Got any burning questions about your barbecue beef? Our frequently asked questions are here to help.
How Long Should Prime Rib Be Smoked?
At 225°F (107°C), prime rib is smoked for 40 minutes per pound of meat, until it has reached an internal temperature of 145 degrees Fahrenheit (63°C). Use a reliable meat probe to get an accurate reading of your beef’s temperature.
How Much Smoked Prime Rib Per Person?
One serving of prime rib should be about 4-6 ounces and enough for one adult. However, if you are cooking a meal that serves six adults, you’ll need 3 pounds of beef or smaller roasts equivalent to size.
Smoked Prime Rib
- boning knife
- butcher’s twine
- hickory wood chunks
- 5 lb prime rib roast boneless
- 1 tbsp kosher salt for the dry brine
- 2 tbsp yellow mustard
- 2 tbsp black peppercorns crushed
- 2 tbsp kosher salt
- 2 tbsp dark brown sugar
- Place your prime rib roast on a chopping board. Trim the fat cap down to a thin layer, followed by any other excess fat and visible silverskin.
- Create the dry brine by sprinkling salt over the entire meat surface, covering in an even layer
- Shape the roast into a circular tube by pulling at each end and squeezing it. Tie with butcher’s twine at each end to maintain its shape.
- Place in refrigerator to dry brine overnight, or for at least 8 hours
- When ready to cook, remove the prime rib from the refrigerator and allow it to come to room temperature as you prepare your smoker
- Fire up your smoker to 225°F (107°C). If you are using a charcoal grill, ensure you set it up for 2-zone cooking.
- In a small bowl, combine all the dry rub ingredients
- Apply a thin layer of yellow mustard across the surface of the prime rib. Apply the dry rub blend to the roast, covering all sides. Leave to stand until your smoker finishes warming up.
- Place the prime rib roast on the smoker grates. If you are smoking on a charcoal grill, ensure that you place the roast away from the heat source on the indirect side of the grates.
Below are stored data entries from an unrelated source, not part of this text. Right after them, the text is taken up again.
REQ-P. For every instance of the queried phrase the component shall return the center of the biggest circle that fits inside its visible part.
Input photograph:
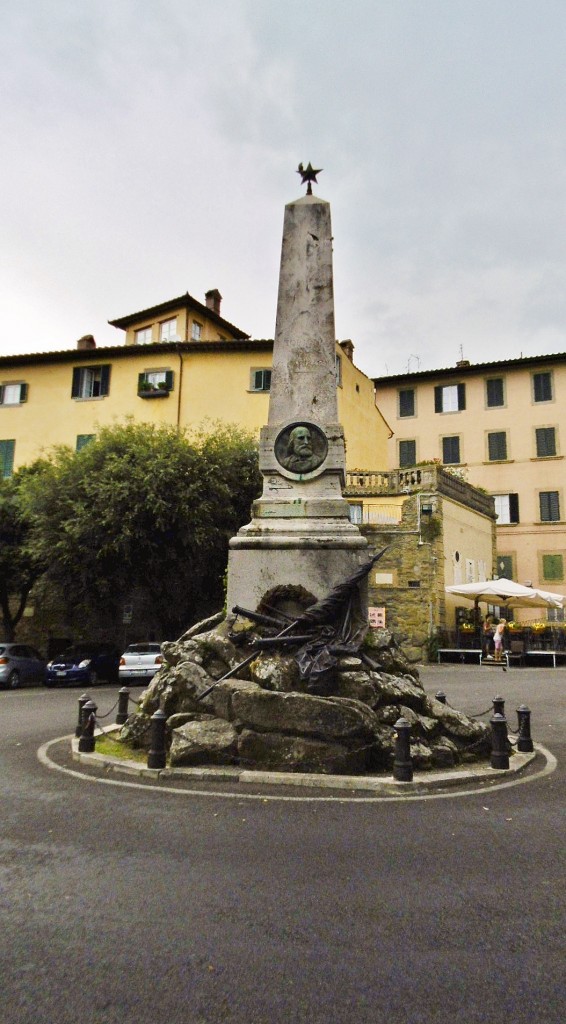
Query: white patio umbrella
(507, 592)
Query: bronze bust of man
(301, 455)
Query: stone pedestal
(300, 535)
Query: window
(546, 441)
(7, 450)
(260, 380)
(506, 566)
(542, 387)
(550, 506)
(156, 380)
(168, 330)
(494, 393)
(90, 382)
(12, 394)
(83, 440)
(406, 401)
(407, 454)
(144, 336)
(553, 566)
(450, 451)
(496, 445)
(356, 513)
(507, 509)
(449, 398)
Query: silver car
(139, 660)
(20, 666)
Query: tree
(20, 566)
(145, 510)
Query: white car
(139, 660)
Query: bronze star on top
(308, 174)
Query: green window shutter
(494, 392)
(104, 379)
(505, 566)
(450, 451)
(550, 506)
(496, 444)
(542, 386)
(407, 454)
(553, 567)
(7, 450)
(76, 387)
(514, 508)
(406, 401)
(546, 441)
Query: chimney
(213, 300)
(348, 348)
(86, 342)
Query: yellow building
(181, 365)
(501, 425)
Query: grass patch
(112, 749)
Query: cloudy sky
(149, 147)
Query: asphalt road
(122, 904)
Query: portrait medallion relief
(301, 448)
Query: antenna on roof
(408, 363)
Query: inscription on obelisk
(300, 531)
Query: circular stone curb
(380, 784)
(383, 788)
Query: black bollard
(498, 706)
(123, 700)
(499, 750)
(402, 763)
(87, 741)
(524, 741)
(157, 756)
(82, 701)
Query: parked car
(84, 664)
(19, 666)
(139, 660)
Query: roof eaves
(472, 368)
(186, 301)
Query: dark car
(19, 666)
(84, 664)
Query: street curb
(384, 785)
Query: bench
(459, 653)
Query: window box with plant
(155, 384)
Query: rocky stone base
(264, 717)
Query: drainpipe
(180, 387)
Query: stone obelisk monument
(300, 536)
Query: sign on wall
(377, 617)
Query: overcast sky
(149, 147)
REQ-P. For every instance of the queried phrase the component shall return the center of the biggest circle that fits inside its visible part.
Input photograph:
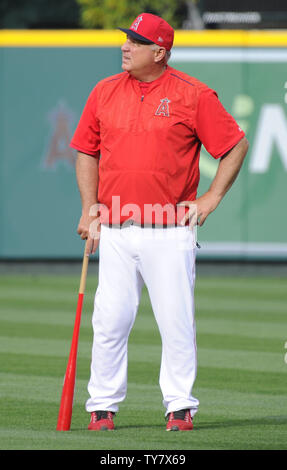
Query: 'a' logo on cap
(136, 23)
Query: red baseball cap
(151, 29)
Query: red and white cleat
(101, 421)
(180, 420)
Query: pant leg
(168, 269)
(116, 302)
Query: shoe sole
(176, 428)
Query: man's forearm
(87, 172)
(228, 169)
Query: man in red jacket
(138, 142)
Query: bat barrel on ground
(66, 404)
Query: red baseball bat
(66, 404)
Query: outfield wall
(46, 77)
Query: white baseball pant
(164, 260)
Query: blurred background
(52, 55)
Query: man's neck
(149, 76)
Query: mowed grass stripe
(141, 372)
(48, 390)
(142, 336)
(245, 360)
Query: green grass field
(241, 381)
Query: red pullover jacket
(149, 146)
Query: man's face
(136, 56)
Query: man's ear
(160, 54)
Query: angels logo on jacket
(163, 109)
- Smoke until internal temperature has reached 130°F (54°C) for medium-rare or 145°F (63°C) for medium, about 4 hours. Use a good meat thermometer to gauge the internal temperature.
- Once the beef has hit the target temperature, pull the prime rib from the smoker and transfer it to a chopping board. Tent with aluminum foil and allow to rest for 10-20 minutes.
- Slice to serve. Catch any drippings in a spoon and pour back over to add more juice.